In an awk script, we can use $3 to refer to the text in the third column (space-separated). Note that this is different to the dollar-sign variables in bash. Here we are writing in a script in the awk language, and not the bash language.

/LOCUS/ {
    print "Found a locus with length " $3 " bp"
}

Running the script now gives:

awk -f find_lengths.awk atlanta.gbff
Found a locus with length 5858866 bp
Found a locus with length 97037 bp

It might be helpful to sum up those lengths. We can create a variable called ‘total’ and add the numbers found in the third column. Open up the awk script and modify the contents to read

/LOCUS/ {
    print "Found a locus with length " $3 " bp"
    sum += $3
}

END {
    print "Total: " sum " bp"
}

We’ve written a new block here. Our first block uses the /LOCUS/ matcher so it is run every time awk finds a line that matches “LOCUS”. The END block is a special block that is run only once - when awk reaches the end of the input file. There is a similar optional BEGIN block run once at the beginning, but we have no use for that in our example.

Running the script now gives:

awk -f find_lengths.awk atlanta.gbff
Found a locus with length 5858866 bp
Found a locus with length 97037 bp
Total: 5955903 bp

I think that this script is a little bit too long and verbose.
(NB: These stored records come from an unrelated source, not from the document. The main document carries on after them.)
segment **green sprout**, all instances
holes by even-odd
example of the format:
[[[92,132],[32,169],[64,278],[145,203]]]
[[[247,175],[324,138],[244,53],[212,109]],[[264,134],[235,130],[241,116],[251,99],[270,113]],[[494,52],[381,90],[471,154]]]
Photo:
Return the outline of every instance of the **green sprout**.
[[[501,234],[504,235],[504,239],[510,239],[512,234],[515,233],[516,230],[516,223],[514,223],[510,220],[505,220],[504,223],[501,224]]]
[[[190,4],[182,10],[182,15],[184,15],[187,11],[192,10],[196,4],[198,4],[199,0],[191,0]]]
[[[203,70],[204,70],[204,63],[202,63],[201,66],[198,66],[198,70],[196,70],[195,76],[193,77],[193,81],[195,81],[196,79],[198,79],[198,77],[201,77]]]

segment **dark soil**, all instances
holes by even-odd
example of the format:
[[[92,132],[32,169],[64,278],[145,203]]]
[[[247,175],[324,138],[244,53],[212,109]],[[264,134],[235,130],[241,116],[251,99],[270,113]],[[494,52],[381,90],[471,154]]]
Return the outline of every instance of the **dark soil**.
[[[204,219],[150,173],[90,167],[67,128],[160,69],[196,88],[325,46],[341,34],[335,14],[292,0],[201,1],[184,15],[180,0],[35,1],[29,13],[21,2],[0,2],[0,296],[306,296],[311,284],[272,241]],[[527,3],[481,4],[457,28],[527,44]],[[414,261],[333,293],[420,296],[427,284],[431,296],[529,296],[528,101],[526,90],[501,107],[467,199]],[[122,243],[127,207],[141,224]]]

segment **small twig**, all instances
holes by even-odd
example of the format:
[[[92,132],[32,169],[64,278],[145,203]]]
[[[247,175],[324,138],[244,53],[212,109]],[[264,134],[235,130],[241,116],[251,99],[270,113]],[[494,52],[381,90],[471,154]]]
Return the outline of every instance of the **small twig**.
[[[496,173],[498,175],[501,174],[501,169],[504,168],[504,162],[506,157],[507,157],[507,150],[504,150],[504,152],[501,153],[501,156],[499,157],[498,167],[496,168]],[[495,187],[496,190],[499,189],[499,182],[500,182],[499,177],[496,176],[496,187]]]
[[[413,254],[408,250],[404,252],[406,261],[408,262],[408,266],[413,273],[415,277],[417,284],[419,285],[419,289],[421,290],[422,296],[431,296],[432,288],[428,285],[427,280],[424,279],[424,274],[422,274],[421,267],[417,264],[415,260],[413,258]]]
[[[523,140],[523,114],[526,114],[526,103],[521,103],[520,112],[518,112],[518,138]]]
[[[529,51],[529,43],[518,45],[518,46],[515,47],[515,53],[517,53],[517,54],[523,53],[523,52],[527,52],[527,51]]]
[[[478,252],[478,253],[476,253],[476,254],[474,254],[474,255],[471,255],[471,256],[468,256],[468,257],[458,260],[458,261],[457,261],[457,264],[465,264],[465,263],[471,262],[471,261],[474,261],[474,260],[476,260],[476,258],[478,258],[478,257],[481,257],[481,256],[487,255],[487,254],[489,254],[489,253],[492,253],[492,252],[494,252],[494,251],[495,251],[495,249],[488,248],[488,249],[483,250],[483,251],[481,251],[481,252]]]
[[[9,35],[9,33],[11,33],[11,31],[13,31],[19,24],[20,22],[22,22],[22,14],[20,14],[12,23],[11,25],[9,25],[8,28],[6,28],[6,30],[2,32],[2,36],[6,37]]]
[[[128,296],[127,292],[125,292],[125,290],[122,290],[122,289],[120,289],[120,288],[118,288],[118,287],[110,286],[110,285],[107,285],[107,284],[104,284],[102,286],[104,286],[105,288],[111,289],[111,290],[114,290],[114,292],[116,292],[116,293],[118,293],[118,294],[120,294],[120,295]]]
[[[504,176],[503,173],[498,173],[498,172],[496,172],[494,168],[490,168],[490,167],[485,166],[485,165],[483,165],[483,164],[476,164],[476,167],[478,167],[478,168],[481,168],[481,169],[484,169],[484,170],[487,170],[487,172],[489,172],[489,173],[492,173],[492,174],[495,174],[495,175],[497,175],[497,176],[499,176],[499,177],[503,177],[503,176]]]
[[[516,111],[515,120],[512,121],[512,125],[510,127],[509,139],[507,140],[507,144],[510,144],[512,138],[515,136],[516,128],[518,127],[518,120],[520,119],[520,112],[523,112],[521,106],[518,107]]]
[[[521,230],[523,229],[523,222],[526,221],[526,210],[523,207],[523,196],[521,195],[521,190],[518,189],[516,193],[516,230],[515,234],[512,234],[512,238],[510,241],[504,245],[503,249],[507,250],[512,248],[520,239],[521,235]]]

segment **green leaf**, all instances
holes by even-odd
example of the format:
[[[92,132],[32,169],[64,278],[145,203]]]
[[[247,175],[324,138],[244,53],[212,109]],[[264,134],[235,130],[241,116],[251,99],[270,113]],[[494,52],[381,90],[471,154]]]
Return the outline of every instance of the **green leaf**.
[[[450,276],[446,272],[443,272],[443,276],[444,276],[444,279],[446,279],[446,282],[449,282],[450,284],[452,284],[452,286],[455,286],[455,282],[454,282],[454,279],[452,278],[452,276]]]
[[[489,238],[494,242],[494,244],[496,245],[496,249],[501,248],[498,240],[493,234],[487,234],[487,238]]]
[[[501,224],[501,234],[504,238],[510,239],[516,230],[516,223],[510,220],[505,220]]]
Let’s clean it up a little to read simply:

/LOCUS/ {sum += $3}
END {print sum}

This gives us just the total length for a file:

awk -f find_lengths.awk atlanta.gbff
5955903

It is actually not even necessary to write our awk command in a separte file. Our script is short enough that we might even just want to write it in-line inside a command:

awk '/LOCUS/{sum += $3} END{print sum}' atlanta.gbff
5955903

Exercise: Can you write a command or a bash script to find the genome with the smallest total size?

Key Points

  1. Save commands in files (usually called shell scripts) for re-use.
  2. bash [filename] runs the commands saved in a file.
  3. $@ refers to all of a shell script’s command-line arguments.
  4. $1, $2, etc., refer to the first command-line argument, the second command-line argument, etc.
  5. Place variables in quotes if the values might have spaces in them.
  6. Letting users decide what files to process is more flexible and more consistent with built-in Unix commands.